Sandra Willett is from Ireland, but works in Ramallah. She joined the Sufi Trail with a group of friends, and says it's important to learn about the heritage of a place, she says.
“Cultural tourism is a huge passion of mine and, working, getting engaged in local communities where, you know? It’s authentic, that’s what people are interested in. You know, there’s been a real shift away from ostentation and everything being flashy. They want to actually really get engaged, get out and mix with local people, learn about history and culture. There's so many people around the world where this place is part of their history and culture, whether they know it or not.”

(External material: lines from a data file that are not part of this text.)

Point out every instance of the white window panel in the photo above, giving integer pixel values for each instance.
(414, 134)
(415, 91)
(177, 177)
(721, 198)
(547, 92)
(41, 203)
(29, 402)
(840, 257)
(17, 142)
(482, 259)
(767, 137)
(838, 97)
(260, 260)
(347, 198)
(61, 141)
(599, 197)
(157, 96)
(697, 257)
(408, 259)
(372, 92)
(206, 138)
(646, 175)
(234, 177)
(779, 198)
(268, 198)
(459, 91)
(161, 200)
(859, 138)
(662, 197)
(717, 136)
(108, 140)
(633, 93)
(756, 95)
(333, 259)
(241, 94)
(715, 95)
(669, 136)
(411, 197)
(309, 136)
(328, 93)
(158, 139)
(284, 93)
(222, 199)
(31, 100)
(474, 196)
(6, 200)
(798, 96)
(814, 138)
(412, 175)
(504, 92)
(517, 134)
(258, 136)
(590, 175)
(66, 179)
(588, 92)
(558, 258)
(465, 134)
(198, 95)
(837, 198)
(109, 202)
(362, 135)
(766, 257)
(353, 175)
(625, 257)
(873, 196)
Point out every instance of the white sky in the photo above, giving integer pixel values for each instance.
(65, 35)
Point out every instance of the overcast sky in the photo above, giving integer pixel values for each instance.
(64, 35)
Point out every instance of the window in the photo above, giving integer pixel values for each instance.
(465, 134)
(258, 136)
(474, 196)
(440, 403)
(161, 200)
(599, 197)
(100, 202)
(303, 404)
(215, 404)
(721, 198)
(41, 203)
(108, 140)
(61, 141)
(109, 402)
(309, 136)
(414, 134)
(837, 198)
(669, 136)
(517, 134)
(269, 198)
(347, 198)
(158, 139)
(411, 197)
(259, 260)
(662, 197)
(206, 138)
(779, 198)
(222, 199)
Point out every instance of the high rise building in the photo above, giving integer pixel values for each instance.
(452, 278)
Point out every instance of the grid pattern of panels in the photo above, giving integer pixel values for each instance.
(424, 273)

Sufis today are a smaller, quieter presence in the Palestinian Territories and have an uneasy relationship with other Muslims, says Itzchak Weismann, who teaches Islam at Haifa University's Middle East department and is the Head of its Jewish-Arab Centre.
“Sufis practice Islam like all Muslims but in, much more. It's the same practice, but (in) many times. Let’s say that Muslims say “Allah HuAkbar”; then Sufis maybe will say this sentence – ‘Allah HuAkbar’ - maybe in one day they will say it one thousand times, if it’s not more”, Professor Yusuf explains.
With the advent of modernity, people began to consider Sufi practices as backwards and strange, with some even accusing Sufis of not being “real” Muslims.
Hence in the West Bank they are often close-knit groups, their rituals practiced away from public eyes.
Sufi religious music, though, continues to be popular and in Jerusalem several groups, such as al-Anasheed al-Maqdissiyah play it on special occasions like Ramadan or to celebrate the birth of a child.
During Sufi prayers and songs, worshipers repeat “There’s no God but Allah”, “Mohammed is Allah’s prophet, may he be blessed by the prayers of God” until they reach a state of trance. Sufis believe that repeating these phrases helps to bring them closer to God.